E magari, senza rendercene conto, scegliamo la colonna sonora che incide le sue tracce sul nostro spirito, eleggendo esattamente ciò che meglio si abbina al cammino che dobbiamo percorrere.
Me lo chiesi una mattina di più di 10 anni fa, mentre stavo con la fronte appoggiata al finestrino di un treno che puntava in direzione Stazione Centrale di Milano, negli anni dell’università.
A far sorgere quella domanda fu l’album Teatroelementale degli In Tormentata Quiete.
Era uscito da diverso tempo e l’avevo scoperto per caso, vagando per la rete.
Colta alla sprovvista dalla sua potenza espressiva, ne rimasi profondamente affascinata.
E parto da qui, con un suggerimento d’ascolto di una band che, dalla sua fine, è mutata in qualcos’altro, continuando a maturare come un buon vino in una bottiglia impolverata, affidata alle sagge e dolci mani dello scorrere del tempo: oggi, con un nome nuovo, vengono alla luce gli Edyakaran e ci raccontano il loro Pantheon, un album che camuffa avant-garde e post black sotto un mantello mimetico tessuto con fili di lirismo e tecnica musicale, prodotto sotto l’egida della My Kingdom Music.

Ediacariano: il terzo e ultimo periodo geologico dell’era Neoproterozoica, subito precedente il periodo Cambriano del Paleozoico, 600 milioni di anni fa.
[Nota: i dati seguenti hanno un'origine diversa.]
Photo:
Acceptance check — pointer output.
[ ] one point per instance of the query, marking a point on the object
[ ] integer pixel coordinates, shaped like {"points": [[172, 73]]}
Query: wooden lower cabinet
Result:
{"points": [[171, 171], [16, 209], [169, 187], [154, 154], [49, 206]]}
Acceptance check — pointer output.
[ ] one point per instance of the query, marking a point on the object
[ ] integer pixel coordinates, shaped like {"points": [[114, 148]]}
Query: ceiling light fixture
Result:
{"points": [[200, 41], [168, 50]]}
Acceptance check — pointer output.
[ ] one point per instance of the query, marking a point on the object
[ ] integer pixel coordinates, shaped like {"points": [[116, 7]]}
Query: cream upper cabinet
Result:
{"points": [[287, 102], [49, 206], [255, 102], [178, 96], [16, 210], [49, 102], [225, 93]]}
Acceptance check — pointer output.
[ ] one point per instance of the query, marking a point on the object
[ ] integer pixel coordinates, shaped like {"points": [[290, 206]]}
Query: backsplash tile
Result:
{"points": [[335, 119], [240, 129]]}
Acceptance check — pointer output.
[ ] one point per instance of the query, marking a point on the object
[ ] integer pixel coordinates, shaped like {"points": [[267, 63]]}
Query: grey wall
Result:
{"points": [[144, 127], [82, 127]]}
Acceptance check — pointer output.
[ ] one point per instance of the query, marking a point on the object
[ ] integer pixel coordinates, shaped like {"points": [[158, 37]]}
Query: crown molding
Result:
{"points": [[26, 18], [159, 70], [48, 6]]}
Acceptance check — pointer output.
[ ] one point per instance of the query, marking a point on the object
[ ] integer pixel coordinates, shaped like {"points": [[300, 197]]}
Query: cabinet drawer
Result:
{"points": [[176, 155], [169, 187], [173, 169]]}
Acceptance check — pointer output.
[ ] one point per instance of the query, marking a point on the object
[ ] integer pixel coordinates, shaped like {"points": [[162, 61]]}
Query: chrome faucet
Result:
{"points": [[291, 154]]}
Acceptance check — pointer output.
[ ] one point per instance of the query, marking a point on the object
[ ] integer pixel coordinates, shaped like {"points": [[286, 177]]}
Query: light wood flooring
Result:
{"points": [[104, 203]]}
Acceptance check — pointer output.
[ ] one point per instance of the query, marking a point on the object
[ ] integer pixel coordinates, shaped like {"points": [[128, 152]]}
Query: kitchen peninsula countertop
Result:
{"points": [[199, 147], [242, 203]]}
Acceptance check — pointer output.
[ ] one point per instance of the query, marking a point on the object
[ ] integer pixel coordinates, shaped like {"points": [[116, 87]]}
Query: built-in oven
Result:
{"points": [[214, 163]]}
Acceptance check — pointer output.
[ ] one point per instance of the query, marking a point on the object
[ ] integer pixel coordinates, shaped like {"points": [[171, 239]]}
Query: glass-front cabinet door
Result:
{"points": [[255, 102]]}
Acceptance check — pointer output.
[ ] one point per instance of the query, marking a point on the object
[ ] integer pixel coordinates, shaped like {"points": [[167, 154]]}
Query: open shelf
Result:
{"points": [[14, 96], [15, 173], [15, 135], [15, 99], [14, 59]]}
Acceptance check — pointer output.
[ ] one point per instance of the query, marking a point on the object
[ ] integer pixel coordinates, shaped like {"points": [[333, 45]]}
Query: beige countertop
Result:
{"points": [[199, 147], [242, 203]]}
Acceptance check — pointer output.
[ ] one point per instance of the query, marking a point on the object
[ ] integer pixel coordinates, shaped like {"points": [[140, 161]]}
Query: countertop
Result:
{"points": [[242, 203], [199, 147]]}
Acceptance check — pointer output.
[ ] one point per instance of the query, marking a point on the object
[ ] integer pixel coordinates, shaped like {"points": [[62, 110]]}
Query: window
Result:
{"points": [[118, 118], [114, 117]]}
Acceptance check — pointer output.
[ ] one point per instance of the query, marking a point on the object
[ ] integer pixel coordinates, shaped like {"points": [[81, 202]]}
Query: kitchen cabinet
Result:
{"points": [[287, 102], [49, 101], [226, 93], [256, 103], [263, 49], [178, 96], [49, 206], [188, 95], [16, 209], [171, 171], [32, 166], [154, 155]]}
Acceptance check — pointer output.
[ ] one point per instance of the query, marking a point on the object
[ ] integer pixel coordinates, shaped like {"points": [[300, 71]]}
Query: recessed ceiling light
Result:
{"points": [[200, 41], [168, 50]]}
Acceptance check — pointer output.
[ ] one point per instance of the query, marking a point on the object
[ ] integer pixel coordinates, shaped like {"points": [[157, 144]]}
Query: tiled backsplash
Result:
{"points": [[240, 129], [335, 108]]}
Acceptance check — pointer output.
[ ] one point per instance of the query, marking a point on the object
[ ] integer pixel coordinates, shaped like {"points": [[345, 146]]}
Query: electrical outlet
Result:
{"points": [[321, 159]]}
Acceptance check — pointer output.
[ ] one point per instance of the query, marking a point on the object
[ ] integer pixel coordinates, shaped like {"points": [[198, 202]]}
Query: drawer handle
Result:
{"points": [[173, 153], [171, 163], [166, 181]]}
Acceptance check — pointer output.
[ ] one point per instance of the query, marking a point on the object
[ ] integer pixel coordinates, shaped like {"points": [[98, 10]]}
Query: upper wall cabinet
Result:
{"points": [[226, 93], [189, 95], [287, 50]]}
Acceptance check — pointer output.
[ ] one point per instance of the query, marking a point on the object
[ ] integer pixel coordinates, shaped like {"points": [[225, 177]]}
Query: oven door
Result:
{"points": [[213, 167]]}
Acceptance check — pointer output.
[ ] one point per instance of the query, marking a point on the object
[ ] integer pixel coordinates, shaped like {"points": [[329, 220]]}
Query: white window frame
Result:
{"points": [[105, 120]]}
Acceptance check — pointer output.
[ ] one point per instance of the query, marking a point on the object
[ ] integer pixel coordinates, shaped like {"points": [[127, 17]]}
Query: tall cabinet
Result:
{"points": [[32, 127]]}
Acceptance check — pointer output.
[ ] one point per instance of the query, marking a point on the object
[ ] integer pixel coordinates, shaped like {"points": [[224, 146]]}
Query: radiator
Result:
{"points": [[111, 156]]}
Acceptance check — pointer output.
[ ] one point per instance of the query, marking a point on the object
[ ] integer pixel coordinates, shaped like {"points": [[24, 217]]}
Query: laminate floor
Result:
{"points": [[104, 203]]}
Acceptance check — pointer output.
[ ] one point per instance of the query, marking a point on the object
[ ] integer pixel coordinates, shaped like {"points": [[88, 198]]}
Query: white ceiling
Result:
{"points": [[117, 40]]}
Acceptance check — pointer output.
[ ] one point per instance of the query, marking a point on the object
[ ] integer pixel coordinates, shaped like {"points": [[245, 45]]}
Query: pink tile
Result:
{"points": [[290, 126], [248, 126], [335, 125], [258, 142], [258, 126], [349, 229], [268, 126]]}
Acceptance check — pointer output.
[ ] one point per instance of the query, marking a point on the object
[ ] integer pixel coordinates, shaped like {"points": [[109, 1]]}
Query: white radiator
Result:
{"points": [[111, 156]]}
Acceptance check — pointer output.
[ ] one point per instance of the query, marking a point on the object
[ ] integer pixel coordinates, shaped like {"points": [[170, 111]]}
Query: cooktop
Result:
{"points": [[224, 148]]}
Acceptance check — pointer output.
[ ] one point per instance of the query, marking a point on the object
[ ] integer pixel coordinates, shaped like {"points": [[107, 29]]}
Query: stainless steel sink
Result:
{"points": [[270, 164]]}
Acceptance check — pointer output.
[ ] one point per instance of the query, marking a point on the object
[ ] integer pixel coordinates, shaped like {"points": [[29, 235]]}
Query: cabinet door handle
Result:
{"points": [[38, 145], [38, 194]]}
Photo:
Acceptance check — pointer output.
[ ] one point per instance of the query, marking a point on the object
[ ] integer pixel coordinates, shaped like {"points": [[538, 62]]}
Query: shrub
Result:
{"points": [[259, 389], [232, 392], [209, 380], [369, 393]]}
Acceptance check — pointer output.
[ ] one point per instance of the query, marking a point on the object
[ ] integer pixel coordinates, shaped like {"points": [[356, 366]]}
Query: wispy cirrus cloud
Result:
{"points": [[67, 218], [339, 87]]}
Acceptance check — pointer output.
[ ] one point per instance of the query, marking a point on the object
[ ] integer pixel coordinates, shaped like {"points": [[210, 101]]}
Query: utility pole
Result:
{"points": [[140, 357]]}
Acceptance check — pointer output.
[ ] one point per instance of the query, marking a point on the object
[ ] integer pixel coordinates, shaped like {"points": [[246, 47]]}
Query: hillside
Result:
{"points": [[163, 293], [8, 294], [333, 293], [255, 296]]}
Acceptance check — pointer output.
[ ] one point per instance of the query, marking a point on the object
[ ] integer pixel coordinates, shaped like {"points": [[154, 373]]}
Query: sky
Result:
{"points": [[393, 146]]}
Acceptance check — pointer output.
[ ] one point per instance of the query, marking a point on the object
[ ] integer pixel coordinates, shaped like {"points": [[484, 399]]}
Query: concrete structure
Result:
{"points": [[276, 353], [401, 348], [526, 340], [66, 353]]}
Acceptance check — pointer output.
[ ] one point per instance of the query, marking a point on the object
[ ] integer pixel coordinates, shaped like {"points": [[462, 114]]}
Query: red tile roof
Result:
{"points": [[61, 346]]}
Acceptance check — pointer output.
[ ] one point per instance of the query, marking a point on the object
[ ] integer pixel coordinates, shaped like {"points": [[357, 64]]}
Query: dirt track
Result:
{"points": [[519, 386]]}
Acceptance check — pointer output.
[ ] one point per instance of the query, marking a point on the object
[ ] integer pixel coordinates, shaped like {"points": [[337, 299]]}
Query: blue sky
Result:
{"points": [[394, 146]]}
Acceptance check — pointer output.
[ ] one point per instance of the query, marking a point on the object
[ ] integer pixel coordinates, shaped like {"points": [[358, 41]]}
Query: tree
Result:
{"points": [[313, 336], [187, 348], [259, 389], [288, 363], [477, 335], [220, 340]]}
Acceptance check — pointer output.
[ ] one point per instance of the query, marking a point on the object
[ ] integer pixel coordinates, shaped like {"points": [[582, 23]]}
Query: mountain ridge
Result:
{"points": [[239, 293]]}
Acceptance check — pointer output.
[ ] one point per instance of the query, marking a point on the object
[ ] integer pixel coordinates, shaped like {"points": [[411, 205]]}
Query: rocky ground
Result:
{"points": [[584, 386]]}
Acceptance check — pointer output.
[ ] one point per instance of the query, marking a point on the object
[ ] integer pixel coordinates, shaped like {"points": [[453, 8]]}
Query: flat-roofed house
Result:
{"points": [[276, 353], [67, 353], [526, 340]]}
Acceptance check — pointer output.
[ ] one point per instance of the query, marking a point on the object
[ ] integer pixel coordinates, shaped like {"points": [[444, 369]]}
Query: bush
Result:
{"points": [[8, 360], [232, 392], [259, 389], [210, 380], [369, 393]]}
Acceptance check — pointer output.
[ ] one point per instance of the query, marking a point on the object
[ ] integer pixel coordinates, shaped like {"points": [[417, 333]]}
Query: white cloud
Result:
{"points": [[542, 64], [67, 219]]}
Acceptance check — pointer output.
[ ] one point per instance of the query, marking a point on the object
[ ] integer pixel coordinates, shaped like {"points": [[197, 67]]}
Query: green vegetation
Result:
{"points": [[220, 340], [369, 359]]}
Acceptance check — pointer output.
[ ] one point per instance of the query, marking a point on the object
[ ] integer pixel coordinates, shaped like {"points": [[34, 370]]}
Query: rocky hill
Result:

Un luogo più che remoto nel tempo.
La seduzione è già nella scelta del nome di questo progetto, il futuro di una band ritorna al lontano passato.
Pantheon, tutti gli dei.
Dai dieci titoli, sette strumentali e tre cantati, comprendiamo che l’Olimpo dei nostri, da Bologna, ha i suoi punti cardinali in “Amore”, “Caccia”, “Guerra” e “Arte”. Un quadrato racchiuso nel cerchio che si apre e si chiude in un punto non meglio identificato, appartenente all'”Alfa” e all'”Omega”.
Il nostro cammino si inserisce all’interno di un cammino più grande, la storia dell’uomo che col suo dramma percorre le fasi necessarie alla sua evoluzione, un passo alla volta: “Primo Passo”, “Secondo Passo”, “Terzo Passo” e “Quarto Passo” sono i lunghi interludi in questo lavoro, come in un pellegrinaggio che visita e venera i simulacri di queste divinità.
L’uomo al centro di un cerchio e di un quadrato. Qualcuno ha detto Uomo Vitruviano?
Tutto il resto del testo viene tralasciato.